The ongoing country-wide home detention has not only unearthed the everyday heroisms of homemakers and the lack thereof of their partners but also triggered submariners to fondly recall their sardine tin-like solitariness, ‘shippys’ to tell of their watery-eyed scans for land across their liquid landscape, and mountaineers to recount their asphyxiating, arid, icy isolations. Of course, the Kashmiris, always a class apart, no pun intended, could hardly contain themselves from thumbing their ‘been-there-done-that’ noses at the rest of us. 

In the spirit of pandemic-propelled productivity, I too have wanted to appropriate some parallel, but I am a mere mortal, having led a rather predictable pre-coronavirus life, serviced with every non-essential distraction. However, I am also perimenopausal, and that’s an adventure in itself. My parallel for the pandemic is, therefore, personal—my pregnancy. 

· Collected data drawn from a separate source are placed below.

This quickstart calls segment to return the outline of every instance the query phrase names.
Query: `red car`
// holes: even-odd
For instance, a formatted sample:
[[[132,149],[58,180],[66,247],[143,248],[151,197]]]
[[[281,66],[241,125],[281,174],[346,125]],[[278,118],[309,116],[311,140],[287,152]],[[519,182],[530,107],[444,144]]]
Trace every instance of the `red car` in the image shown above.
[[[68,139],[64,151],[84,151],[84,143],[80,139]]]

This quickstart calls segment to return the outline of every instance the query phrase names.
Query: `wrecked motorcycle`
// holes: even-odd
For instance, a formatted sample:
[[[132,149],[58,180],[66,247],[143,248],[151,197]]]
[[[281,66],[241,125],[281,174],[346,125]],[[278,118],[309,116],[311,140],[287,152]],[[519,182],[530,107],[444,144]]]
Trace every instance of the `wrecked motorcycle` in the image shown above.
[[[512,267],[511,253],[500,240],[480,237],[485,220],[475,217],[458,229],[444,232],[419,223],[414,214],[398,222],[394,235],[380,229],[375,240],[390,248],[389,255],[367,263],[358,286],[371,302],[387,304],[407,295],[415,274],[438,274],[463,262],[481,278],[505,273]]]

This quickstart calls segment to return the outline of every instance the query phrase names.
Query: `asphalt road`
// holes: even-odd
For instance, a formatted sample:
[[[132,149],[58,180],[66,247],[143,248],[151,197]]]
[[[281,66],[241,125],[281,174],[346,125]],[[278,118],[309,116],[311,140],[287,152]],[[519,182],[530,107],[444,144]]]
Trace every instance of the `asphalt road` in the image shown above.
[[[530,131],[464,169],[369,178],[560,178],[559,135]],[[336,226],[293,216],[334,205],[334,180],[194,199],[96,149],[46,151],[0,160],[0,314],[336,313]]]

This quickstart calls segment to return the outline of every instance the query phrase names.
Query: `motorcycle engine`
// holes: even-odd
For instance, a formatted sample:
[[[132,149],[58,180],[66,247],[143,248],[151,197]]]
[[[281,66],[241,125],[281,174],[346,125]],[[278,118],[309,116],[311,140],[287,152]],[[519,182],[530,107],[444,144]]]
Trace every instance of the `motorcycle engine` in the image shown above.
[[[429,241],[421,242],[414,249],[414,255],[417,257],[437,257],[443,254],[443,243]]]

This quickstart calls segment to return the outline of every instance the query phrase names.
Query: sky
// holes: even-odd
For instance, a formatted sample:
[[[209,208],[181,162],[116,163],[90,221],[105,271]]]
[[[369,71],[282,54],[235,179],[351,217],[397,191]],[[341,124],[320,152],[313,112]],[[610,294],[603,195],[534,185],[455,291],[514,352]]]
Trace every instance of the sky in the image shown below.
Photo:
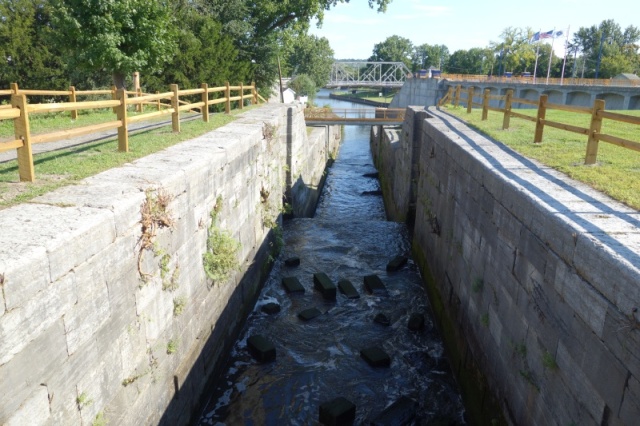
[[[507,27],[565,34],[570,28],[572,34],[606,19],[623,30],[638,27],[638,17],[638,0],[393,0],[384,14],[370,9],[367,0],[350,0],[325,12],[322,28],[312,23],[310,33],[326,37],[336,59],[366,59],[376,43],[392,35],[414,46],[444,44],[453,53],[487,47]],[[557,54],[564,53],[563,46],[564,38],[554,41]]]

Like COVID-19, the discovery of my pregnancy was an event of enormous shock, medically unanticipated and unequivocally unwanted. Up till 20 weeks, when I still had ‘agency’, I decided to go into denial. I ate for one, I behaved like one, holding onto all my vices in a clammy, vice-like grip, and never ever caressing my always-full belly like women are wont to do, convincing myself that I would soon return to being just us two. The first trimester was spent in a lockdown of myself. I was suspicious of my own body as it miraculously held another organism that no amount of handwringing could help disappear. I was waging war against an invisible wee thing. Now we all are.

In the first trimester of this pandemic, some of us have become pregnant with more risk. Some of our neighbourhoods have been more vulnerable, and we have needed to be further ‘contained’, placed on ‘bed rest’ as it were. We are the ‘hot-spots’ of the disease. I live in one such, and the shrill, unrelenting vigilantism of the Resident Welfare Association uncles rings the same bells as the unsolicited advice of that whispering ‘well-wisher’ aunty who only ever spoke ill. In this time, we have all been strung into a balcony bunting of hate, towards a dog-walking neighbour or a child on a bicycle within our condominium gate to those who congregate.

Many of the world’s most influential leaders too have misdiagnosed their part of the pandemic and their role in it as a war, against some particular part of humanity, their petulance and that of their cheerleaders on shameless display, symptoms somewhat attractive in pregnancy but never in a presidency. The pandemic has now entered its second trimester, otherwise considered a cakewalk, but the world has severe anaemia. It will have to eat for two, just not its own, and by the third trimester, deliver some hope. 

Each evening of our collective confinement, I feel the same relief as I did that January night years ago, after days of labour, to have survived. The punishing pace of the pandemic is like the sweep of post-partum depression, only I didn’t recognise it then. Like then, I am now exhausted beyond belief but unable to rest, deeply sad, but having to display delight at being privileged, well and alive. My life, your life, as we knew it, is in smithereens, but I have to sustain not one, not two, but three human beings. I was in pain then, but everything paled in comparison to the Event, like now. I knew for sure then what I know now -- that there is now no going back.

This pandemic is a pregnancy, one I didn’t know I was expecting. Worse, there’s no home strip-test for this.